Takeda Pharmaceutical has been ordered to pay $6 billion in punitive damages by a Louisiana jury over claims it had deliberately concealed cancer risks linked to the long-term usage of its diabetes drug Actos. Co-defendant Eli Lilly has been hit with $3 billion punitive damages.
Takeda says it respectfully disagrees with the Louisiana verdict. The same jury earlier this week awarded Terrence Allen $1.475 million in compensatory damages. Mr. Allen had alleged that Japan’s largest drugmaker was aware of the cancer risk associated with Actos many years ago, but decided not to inform consumers or the healthcare industry.
Mr. Allen had been using Actos from 2004 to 2011 and developed bladder cancer in 2011.
According to the Louisiana verdict, the allocation of liability was 75% Takeda and 25% Eli Lilly. The trial began on February 3rd in the United States District Court, Western District Louisiana, before presiding Judge Rebecca Doherty.
Takeda to challenge Actos verdict
In a written statement issued on Monday, Takeda wrote:
“Takeda respectfully disagrees with the verdict and we intend to vigorously challenge this outcome through all available legal means, including possible post-trial motions and an appeal. We have empathy for the Allens, but we believe the evidence did not support a finding that ACTOS caused his bladder cancer. We also believe we demonstrated that Takeda acted responsibly with regard to ACTOS.”

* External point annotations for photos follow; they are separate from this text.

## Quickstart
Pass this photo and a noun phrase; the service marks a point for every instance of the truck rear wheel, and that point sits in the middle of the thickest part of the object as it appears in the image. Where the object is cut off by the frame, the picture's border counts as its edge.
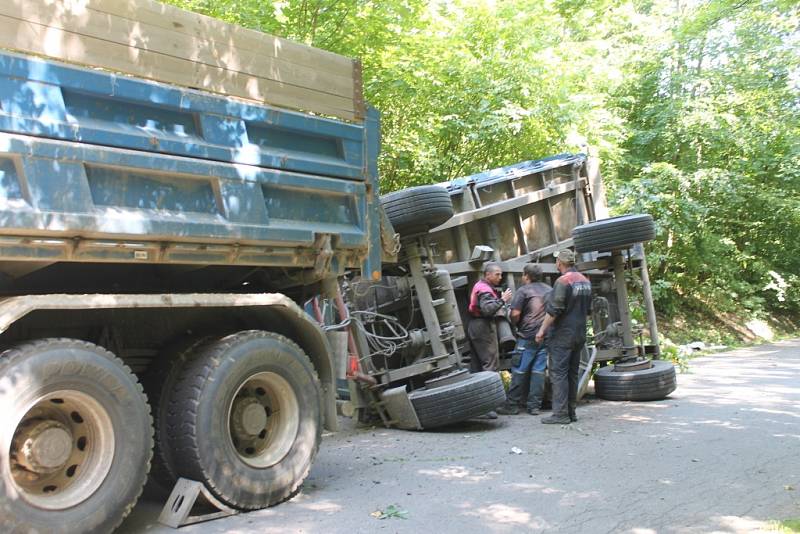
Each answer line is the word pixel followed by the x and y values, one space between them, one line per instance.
pixel 417 209
pixel 614 233
pixel 245 418
pixel 76 445
pixel 654 383
pixel 452 403
pixel 158 382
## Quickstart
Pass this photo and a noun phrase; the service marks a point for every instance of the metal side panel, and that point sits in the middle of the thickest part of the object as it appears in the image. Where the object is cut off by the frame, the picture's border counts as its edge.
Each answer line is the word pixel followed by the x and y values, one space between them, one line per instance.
pixel 74 191
pixel 46 98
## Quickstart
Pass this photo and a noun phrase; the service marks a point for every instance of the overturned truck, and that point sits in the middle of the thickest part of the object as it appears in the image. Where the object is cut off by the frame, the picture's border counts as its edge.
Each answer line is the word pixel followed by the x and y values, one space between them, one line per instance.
pixel 409 326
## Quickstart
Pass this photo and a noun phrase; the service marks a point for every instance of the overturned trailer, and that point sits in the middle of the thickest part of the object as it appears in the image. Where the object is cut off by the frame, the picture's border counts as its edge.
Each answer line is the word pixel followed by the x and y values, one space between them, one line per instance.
pixel 409 326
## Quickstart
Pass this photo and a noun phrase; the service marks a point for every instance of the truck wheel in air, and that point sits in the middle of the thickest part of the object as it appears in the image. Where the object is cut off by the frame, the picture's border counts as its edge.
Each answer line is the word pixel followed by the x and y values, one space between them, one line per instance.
pixel 614 233
pixel 244 418
pixel 642 385
pixel 158 382
pixel 417 209
pixel 452 403
pixel 76 441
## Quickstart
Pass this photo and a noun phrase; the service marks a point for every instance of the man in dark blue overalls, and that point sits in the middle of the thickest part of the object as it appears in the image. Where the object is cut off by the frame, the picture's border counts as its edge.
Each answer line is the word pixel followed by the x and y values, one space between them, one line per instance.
pixel 566 310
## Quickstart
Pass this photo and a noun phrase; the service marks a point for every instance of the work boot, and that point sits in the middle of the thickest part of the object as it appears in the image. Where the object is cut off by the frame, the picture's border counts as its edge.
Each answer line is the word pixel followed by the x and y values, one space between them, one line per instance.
pixel 508 409
pixel 515 388
pixel 556 420
pixel 536 393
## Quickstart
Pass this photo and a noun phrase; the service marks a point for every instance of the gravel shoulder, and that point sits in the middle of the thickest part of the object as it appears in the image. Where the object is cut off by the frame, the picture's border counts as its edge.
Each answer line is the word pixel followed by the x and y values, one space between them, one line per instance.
pixel 721 454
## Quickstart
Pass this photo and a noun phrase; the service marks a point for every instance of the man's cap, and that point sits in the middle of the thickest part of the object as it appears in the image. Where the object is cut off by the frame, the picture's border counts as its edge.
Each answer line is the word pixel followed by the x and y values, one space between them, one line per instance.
pixel 566 256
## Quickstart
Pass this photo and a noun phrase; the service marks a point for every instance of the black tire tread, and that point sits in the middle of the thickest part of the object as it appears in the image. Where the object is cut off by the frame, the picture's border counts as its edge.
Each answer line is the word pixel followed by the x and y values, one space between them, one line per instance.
pixel 158 380
pixel 655 383
pixel 184 403
pixel 453 403
pixel 9 357
pixel 613 233
pixel 417 209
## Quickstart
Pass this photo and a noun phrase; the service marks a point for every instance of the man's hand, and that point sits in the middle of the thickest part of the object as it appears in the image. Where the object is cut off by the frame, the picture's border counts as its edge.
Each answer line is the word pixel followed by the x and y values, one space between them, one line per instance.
pixel 506 296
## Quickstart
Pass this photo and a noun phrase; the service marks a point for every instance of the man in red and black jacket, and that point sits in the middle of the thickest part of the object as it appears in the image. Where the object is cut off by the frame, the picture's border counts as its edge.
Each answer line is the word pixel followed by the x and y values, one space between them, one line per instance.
pixel 485 301
pixel 567 308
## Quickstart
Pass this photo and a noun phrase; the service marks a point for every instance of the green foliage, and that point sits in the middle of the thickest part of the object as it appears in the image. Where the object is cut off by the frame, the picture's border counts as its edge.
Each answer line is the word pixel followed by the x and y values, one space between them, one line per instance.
pixel 693 106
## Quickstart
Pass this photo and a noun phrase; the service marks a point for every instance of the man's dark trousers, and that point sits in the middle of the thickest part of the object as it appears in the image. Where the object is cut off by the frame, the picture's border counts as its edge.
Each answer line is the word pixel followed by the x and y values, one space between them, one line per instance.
pixel 565 359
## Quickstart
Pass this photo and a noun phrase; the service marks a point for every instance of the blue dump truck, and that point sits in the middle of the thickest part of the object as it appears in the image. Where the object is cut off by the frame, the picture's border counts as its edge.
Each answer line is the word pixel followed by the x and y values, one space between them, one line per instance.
pixel 187 265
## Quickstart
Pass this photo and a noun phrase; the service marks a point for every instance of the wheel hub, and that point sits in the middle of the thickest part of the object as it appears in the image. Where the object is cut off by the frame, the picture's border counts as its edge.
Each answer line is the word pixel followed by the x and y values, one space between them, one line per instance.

Patients claim Takeda knew about the cancer risk but kept quiet about it.
Takeda points out that in all three previous Actos trials, judgements were entered in Takeda’s favor. “This is the first federal case to be tried and the first in the consolidated ACTOS multidistrict litigation (MDL).”
Kenneth D. Greisman, senior vice president, general counsel, Takeda Pharmaceuticals U.S.A., Inc., said “Patient safety is a critical priority for Takeda. We are confident in the therapeutic benefits of ACTOS and its importance as a treatment for type 2 diabetes.”
Lawyer unsure Actos verdict will be upheld
Mark Lanier, Mr. Allen’s attorney, says he is not certain whether the damages will be upheld “No one has gone out and bought a new home. We’re not under any grand illusion,” Lanier said.
There are over 2,500 pending Actos lawsuits in the US federal court system, all alleging that Takeda concealed data on cancer risk from consumers and the healthcare industry. Mr. Allen’s case is the first.
A jury in California awarded $6.5 million in damages, but the verdict was later thrown out by a judge.
About Actos (pioglitazone)
Actos (pioglitazone) is a TZD (thiazolidinedione) drug with hypoglycemic (antihyperglycemic, antidiabetic) action for the treatment of diabetes. It was the 10th best-selling medication in the United States in 2008, with sales exceeding $2.4 billion.
After linking Actos usage with a higher bladder cancer risk, the drug was withdrawn in Canada, Japan, France, Australia, New Zealand and India.
When Actos was approved by the US Food and Drug Administration, a 10-year study to assess its association with bladder cancer was ordered.
In June, 2011, the French Agency for the Safety of Health Products (Agence française de sécurité sanitaire des produits de santé) withdrew the drug from the market after a study done by the French National Health Insurance showed that long-term Actos usage raised bladder cancer risk.
In the same month (June 2011) the German Federal Institute for Drugs and Medical Devices (Bundesinstitut für Arzneimittel und Medizinprodukte – BfArM) advised doctors not to prescribe the drug until further investigations had been carried out.
In June, 2011, the US FDA informed US healthcare professionals and patients that long-term Actos (pioglitazone) usage can raise the risk of bladder cancer, and that the data about this risk would be added to the Warnings and Precautions section of the drug’s label.
In July, 2011, EMA (European Medicines Agency) warned about the “small risk of increased bladder cancer” associated with Actos usage, but concluded that for a limited population of type 2 diabetes patients the benefits of the medication outweighed the harms.
A meta analysis of Actos carried out in 2012 detected a 22% higher risk of bladder cancer in three cohort studies.